大阪府では、周囲の安全に関わる音や声が聞こえないほどの音量で、カーオーディオやイヤフォンなどを使用して運転することを禁じている。画像は大阪府道路交通規則より引用

 仮に直接的な規定がなくても、イヤフォンが事故原因の一因となれば過失と判断される可能性は十分にある。オープンイヤーイヤフォンは耳をふさがないことから、これに該当しないと思われるだろうが、トラブルになった際に一般的なイヤフォンと同等と扱われ、「オープンイヤーイヤフォンが事故原因ではない」と証明ができなければ法令違反に問われるリスクがある。トラブルを避けて安全運転を徹底するためにも、運転中のイヤフォン使用は避けるべきだ。

3点目:誤った装着方法では破損や紛失につながる

 オープンイヤーイヤフォンは、耳に引っ掛けたり、こめかみに当てたりする独特の装着方法が採用されている製品が多い。そのため、正しい位置に装着しないと、動作中にズレたり落下したりしやすくなる。特にランニングや通勤中の利用では、段差や振動によってイヤフォンが落下し、破損や紛失につながることもある。

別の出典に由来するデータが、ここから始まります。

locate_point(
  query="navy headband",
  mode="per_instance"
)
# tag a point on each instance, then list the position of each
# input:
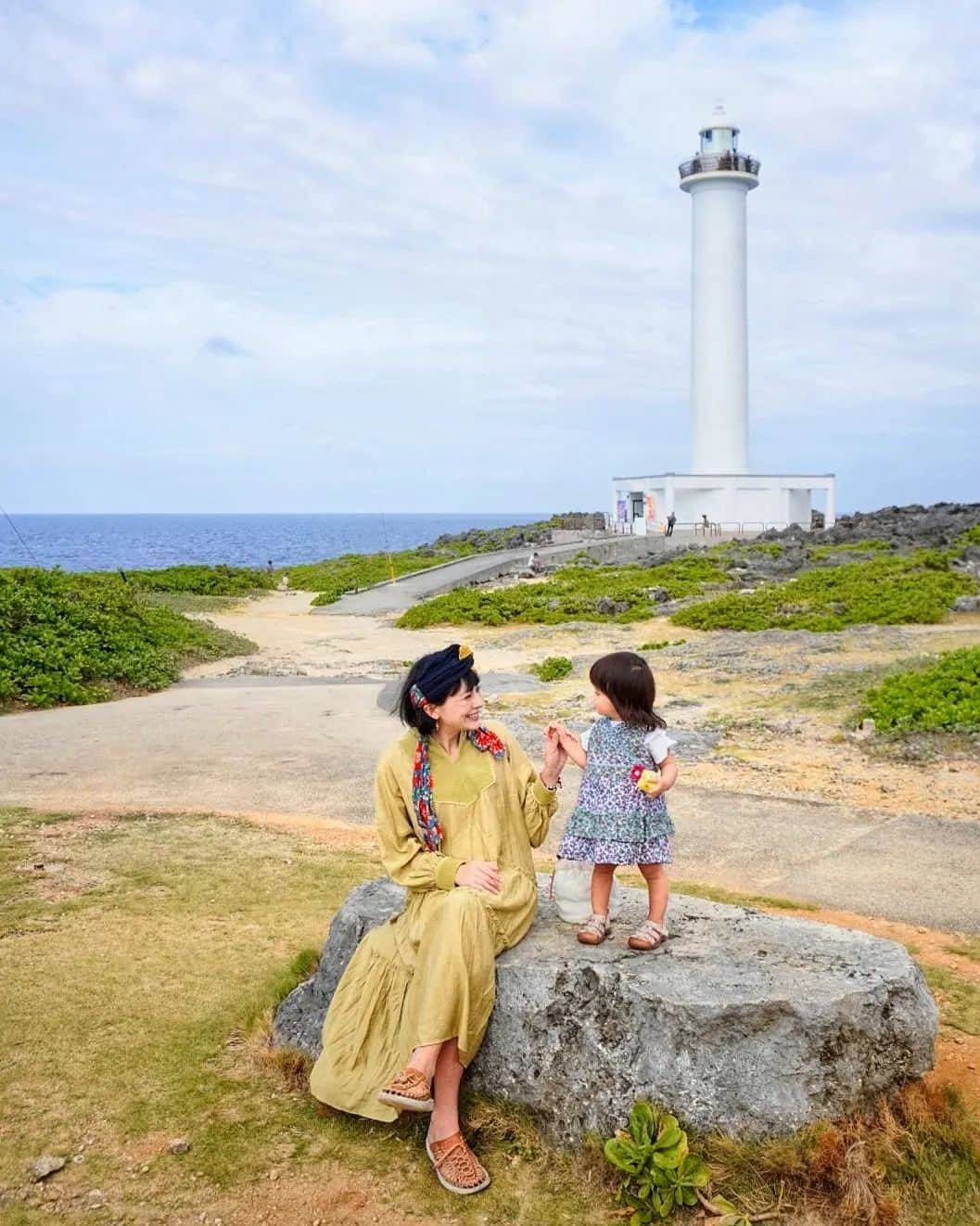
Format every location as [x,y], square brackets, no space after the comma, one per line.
[439,672]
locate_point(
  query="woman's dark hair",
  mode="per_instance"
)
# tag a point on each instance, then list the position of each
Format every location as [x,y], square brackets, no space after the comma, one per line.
[413,715]
[628,682]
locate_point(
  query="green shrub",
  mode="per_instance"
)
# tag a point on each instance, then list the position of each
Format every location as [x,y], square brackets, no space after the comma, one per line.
[83,638]
[884,591]
[201,580]
[574,594]
[334,578]
[553,669]
[945,697]
[659,1175]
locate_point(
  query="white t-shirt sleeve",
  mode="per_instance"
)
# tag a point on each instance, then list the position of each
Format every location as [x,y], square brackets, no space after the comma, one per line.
[658,745]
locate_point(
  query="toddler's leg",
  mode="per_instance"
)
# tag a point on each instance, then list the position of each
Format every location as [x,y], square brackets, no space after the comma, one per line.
[658,888]
[597,927]
[602,888]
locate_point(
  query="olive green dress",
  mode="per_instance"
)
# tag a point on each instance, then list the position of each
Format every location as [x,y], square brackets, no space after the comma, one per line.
[427,975]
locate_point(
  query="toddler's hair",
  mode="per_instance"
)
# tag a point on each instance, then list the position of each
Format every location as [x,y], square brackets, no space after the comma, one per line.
[628,682]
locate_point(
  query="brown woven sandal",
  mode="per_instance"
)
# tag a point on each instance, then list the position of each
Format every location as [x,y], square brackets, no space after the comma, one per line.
[457,1168]
[409,1092]
[649,936]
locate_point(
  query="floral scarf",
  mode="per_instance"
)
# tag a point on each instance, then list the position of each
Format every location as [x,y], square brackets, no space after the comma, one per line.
[422,783]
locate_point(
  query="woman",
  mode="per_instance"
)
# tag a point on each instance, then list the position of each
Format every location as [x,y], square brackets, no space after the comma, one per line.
[458,808]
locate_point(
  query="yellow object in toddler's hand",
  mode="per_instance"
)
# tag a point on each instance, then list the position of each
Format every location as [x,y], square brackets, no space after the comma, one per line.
[645,780]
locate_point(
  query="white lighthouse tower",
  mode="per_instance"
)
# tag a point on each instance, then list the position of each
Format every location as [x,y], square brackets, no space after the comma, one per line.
[720,497]
[719,179]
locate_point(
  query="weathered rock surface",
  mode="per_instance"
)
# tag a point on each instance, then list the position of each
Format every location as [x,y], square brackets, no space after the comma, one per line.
[744,1021]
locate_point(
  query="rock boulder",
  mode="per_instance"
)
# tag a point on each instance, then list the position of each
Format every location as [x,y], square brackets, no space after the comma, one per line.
[744,1021]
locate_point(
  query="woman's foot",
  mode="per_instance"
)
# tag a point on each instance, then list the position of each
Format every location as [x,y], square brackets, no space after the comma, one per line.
[457,1168]
[649,936]
[594,929]
[411,1090]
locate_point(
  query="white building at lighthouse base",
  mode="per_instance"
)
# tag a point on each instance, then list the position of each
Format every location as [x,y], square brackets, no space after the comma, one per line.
[732,503]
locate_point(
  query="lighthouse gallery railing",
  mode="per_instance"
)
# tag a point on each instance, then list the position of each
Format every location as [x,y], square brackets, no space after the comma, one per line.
[709,162]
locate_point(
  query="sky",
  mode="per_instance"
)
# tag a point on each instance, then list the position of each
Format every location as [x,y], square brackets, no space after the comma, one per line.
[430,255]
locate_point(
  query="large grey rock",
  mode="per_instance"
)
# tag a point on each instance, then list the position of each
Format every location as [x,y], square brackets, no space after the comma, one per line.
[744,1021]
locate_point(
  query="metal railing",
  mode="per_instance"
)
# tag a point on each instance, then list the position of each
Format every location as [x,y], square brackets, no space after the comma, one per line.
[706,163]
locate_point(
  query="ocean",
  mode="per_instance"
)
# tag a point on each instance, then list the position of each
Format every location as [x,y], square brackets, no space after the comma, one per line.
[141,542]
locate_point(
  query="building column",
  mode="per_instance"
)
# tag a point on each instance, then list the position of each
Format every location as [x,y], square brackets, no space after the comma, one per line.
[830,514]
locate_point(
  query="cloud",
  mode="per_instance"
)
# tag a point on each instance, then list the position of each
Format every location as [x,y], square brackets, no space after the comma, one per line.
[418,210]
[222,347]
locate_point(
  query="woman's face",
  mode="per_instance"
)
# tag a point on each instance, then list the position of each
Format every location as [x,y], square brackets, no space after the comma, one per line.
[460,712]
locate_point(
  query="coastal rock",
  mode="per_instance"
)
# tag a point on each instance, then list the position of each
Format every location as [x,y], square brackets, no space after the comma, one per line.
[744,1021]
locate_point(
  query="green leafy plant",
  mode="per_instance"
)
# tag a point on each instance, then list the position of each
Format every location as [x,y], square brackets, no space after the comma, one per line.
[659,1175]
[884,591]
[574,594]
[552,669]
[69,639]
[945,697]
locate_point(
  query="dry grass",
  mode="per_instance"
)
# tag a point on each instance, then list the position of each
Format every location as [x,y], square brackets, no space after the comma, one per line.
[141,969]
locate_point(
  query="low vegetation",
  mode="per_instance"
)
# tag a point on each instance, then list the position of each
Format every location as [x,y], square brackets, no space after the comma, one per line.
[884,591]
[198,580]
[332,578]
[68,639]
[552,669]
[941,697]
[574,594]
[119,900]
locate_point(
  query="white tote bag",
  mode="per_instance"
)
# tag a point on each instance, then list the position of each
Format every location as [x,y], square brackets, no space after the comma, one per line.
[571,887]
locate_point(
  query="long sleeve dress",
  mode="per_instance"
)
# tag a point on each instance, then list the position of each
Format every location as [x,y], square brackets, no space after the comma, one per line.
[427,975]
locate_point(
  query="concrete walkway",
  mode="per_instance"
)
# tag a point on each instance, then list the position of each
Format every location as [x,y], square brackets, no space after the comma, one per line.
[396,597]
[308,747]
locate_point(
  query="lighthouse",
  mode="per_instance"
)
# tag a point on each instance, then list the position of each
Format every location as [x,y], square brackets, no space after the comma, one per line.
[720,495]
[718,180]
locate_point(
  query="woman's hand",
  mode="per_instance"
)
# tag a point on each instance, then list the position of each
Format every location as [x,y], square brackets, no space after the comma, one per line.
[479,875]
[555,756]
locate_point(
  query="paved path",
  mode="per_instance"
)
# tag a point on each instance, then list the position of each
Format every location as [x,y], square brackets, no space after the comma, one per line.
[401,594]
[306,747]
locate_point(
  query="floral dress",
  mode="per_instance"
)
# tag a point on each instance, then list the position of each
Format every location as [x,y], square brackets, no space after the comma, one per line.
[613,822]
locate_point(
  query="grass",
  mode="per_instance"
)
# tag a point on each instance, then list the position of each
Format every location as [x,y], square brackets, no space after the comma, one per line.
[171,940]
[911,1162]
[146,1043]
[738,899]
[968,947]
[958,1000]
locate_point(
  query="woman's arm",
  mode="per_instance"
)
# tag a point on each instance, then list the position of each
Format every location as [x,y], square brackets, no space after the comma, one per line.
[405,860]
[538,800]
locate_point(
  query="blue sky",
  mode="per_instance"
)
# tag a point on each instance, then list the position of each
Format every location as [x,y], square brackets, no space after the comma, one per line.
[335,255]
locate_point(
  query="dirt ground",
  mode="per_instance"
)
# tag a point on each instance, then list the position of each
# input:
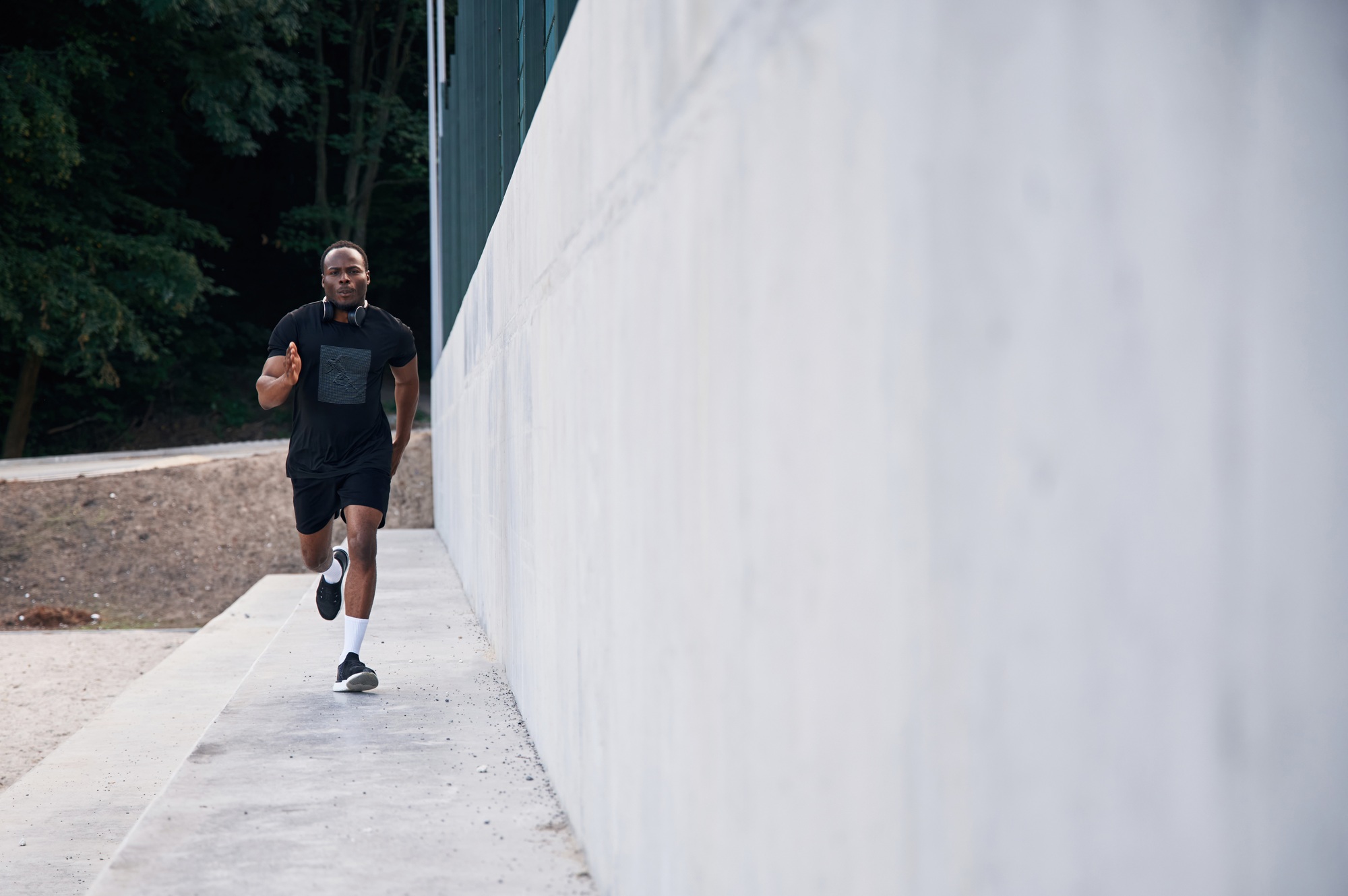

 また、無理な角度で装着するとイヤフォン自体のフレームに負荷がかかり、経年劣化を早めてしまうおそれもある。購入後に取扱説明書やメーカーの装着ガイドを確認し、自分の耳や頭の形に合った装着方法を習得することが重要だ。購入前の検討段階においても、正しい使い方を知っておく方がいい。さらに、普段から軽く頭を振って落ちないかをチェックする習慣をつけると、予期せぬトラブルを防ぎやすくなる。

4点目:大音量での長時間使用は避けるべき

 オープンイヤーイヤフォンは耳をふさがないため、聴覚へのダメージが少ないと思われがちだが、実際にはそうとは限らない。音を耳に届ける仕組みは耳をふさぐタイプのイヤフォンと同じであり、長時間の大音量再生は聴力に悪影響を与える可能性があり、難聴や耳鳴りの原因になりうる。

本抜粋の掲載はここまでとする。